BENGALURU: Did a shopping site sneak an item like a donation into your online shopping basket? Online platforms are using
deceptive design patterns
using UI/UX (user interface/user experience) interactions to mislead users, thereby violating
consumer rights
.
The ministry of consumer affairs has issued a discussion paper suggesting new guidelines that check the proliferation of what are called dark patterns – to trick customers into doing something they originally did not intend to, or coercing them into certain actions.
Kailash Nadh, CTO of India’s largest stock broker
Zerodha
, said dark patterns, or predatory practices that border on exploitation, have been a bane of consumer technology and services. “I am elated to see a human-centric legal framework emerge that recognises this menace.
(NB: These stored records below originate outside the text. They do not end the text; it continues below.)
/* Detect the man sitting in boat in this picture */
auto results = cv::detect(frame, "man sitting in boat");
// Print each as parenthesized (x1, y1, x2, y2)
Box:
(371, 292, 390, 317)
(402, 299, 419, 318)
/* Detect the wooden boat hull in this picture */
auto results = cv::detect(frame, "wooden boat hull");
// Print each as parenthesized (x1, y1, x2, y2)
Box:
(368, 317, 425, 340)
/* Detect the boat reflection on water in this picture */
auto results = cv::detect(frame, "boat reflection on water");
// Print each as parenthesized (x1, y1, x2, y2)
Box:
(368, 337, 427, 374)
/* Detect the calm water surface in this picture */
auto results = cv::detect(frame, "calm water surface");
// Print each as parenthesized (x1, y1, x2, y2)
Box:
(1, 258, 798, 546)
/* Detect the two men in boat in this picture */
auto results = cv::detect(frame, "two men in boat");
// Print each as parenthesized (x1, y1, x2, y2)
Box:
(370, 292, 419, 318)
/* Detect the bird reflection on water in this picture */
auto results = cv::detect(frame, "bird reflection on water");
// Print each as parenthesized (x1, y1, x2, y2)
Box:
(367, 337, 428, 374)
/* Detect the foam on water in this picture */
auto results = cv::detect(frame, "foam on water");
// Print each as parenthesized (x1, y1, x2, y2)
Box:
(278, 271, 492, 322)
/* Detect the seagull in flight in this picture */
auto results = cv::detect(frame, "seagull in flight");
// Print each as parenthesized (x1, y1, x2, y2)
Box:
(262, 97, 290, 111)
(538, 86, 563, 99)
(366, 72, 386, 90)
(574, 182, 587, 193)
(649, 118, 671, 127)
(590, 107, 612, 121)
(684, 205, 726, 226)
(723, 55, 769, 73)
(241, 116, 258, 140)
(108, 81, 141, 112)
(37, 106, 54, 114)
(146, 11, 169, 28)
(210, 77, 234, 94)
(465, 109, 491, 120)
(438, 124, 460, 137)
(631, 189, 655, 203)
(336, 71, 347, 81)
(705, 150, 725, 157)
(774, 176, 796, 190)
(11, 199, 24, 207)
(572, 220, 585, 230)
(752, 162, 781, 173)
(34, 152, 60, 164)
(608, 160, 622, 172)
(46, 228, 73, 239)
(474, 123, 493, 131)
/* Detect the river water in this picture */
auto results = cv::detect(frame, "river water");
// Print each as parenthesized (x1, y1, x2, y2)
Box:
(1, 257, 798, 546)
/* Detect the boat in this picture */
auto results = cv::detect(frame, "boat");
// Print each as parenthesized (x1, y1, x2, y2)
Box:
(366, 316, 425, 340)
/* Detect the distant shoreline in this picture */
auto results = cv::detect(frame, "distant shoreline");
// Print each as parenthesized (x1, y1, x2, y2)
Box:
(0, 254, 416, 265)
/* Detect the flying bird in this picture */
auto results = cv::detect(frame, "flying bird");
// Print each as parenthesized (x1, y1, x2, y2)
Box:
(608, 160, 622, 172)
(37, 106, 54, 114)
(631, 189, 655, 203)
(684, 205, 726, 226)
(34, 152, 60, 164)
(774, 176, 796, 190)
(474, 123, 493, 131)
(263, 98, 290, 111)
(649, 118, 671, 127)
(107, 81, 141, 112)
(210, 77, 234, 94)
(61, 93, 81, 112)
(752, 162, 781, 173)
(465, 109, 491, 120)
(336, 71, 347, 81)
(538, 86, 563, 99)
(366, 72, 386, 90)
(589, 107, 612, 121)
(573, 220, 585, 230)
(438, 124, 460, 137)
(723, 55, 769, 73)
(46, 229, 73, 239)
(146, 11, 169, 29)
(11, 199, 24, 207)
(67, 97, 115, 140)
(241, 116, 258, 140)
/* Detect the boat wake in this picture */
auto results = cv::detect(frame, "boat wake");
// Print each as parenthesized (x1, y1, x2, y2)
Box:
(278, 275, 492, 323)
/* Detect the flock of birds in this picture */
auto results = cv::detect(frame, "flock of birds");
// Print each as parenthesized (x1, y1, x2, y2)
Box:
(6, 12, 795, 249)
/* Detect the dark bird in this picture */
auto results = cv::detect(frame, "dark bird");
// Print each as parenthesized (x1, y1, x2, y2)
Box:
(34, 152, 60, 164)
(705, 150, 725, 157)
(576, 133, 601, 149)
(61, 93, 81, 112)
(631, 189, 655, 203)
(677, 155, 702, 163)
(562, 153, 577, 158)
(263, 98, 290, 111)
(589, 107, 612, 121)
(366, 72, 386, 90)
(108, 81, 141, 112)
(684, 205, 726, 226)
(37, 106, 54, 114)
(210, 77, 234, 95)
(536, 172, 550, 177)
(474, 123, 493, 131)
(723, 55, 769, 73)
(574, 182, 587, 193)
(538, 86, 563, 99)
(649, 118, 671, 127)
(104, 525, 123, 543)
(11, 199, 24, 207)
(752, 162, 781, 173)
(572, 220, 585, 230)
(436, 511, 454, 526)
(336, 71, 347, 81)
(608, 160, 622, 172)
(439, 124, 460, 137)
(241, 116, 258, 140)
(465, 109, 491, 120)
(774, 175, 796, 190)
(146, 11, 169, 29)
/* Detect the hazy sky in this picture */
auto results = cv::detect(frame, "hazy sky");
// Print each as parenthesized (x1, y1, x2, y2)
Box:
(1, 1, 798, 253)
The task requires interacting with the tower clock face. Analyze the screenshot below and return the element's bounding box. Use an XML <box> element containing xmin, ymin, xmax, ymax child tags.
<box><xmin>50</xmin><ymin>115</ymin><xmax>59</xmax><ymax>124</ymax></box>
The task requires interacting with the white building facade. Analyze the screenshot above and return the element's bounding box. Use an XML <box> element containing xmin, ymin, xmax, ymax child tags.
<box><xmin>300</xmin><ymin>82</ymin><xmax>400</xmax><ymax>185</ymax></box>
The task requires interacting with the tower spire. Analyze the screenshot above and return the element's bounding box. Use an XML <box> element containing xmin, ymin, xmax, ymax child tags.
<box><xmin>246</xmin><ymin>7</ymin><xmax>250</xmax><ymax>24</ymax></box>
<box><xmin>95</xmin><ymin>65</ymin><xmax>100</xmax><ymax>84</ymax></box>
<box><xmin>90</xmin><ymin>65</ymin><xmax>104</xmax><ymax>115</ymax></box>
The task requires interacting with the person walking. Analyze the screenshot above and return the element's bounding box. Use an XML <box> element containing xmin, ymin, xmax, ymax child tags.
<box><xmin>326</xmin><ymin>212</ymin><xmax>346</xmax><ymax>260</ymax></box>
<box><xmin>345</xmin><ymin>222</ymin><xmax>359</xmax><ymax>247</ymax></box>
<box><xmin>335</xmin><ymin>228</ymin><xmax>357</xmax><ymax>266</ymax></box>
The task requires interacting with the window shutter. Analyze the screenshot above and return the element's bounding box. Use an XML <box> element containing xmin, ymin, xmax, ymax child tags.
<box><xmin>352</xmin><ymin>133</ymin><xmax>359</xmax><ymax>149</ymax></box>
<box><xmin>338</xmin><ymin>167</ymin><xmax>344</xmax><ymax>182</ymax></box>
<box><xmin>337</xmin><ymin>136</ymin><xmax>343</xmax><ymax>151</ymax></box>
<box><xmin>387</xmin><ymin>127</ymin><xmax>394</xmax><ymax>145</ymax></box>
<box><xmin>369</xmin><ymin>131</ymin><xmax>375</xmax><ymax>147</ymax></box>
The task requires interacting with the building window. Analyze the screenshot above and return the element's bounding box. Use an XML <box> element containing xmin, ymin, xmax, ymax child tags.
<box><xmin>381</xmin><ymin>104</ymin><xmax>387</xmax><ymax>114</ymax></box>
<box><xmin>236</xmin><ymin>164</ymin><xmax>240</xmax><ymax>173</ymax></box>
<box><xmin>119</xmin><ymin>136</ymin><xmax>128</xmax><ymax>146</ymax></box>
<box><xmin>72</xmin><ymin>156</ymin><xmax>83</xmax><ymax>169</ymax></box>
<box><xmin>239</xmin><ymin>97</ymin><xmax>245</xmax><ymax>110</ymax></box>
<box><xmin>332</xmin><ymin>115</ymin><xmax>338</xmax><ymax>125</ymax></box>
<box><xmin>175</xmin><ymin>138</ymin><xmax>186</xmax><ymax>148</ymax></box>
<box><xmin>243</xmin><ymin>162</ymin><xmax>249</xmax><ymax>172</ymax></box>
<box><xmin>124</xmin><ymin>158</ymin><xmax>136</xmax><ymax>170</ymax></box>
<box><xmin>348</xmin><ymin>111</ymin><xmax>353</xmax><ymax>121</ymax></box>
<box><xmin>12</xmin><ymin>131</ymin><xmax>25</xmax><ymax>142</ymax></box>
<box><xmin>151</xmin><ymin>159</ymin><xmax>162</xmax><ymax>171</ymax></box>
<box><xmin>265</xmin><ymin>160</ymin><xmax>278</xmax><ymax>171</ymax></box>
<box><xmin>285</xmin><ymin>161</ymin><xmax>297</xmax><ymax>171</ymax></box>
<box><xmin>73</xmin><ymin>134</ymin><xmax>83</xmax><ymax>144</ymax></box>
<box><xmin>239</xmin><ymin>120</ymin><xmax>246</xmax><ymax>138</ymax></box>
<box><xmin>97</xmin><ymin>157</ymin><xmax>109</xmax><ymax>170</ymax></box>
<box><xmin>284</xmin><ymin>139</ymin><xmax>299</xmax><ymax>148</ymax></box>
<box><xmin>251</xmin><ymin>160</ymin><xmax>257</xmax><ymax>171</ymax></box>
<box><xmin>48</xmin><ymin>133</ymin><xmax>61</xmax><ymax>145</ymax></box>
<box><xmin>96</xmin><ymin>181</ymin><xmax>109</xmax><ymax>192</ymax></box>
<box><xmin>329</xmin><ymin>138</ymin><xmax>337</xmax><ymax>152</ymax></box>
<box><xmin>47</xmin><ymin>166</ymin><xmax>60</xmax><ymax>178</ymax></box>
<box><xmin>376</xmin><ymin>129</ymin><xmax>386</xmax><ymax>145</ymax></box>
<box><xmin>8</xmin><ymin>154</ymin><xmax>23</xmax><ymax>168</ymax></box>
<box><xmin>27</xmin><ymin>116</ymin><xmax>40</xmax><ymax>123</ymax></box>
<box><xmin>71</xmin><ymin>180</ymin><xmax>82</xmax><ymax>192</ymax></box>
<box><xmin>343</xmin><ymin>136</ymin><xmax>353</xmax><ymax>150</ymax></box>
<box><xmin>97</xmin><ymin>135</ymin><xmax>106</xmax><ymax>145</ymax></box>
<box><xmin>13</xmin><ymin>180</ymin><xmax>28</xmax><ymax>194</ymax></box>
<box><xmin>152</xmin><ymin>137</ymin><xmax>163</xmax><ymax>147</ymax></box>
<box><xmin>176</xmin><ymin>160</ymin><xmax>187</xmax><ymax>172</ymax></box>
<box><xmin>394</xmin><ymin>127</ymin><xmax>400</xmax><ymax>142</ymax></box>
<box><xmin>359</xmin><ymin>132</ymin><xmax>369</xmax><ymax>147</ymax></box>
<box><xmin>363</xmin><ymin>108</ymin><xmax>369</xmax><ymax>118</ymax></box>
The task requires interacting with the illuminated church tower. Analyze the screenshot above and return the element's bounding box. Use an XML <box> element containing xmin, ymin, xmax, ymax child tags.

After net neutrality, this is perhaps the first technology policy that I fully and wholeheartedly agree with,” he said.
A Zomato spokesperson said curbing patterns that are deceptive or misleading to consumers might help in shaping a safe and trusted online environment.
Dark patterns include falsely stating or implying a sense of urgency or scarcity to mislead a user into making an immediate purchase, such as when an online purchase site falsely shows that very few items of a product or seats on a plane are left.
Basket sneaking includes adding additional items such as products, services, and payments to charity/donation at the time of checkout from a platform without the consent of the user, such that the total amount payable by the user is more than the amount payable for the products/services chosen by the user (see graphic).
Regulators in the EU, US and UK have acted on such unfair practices.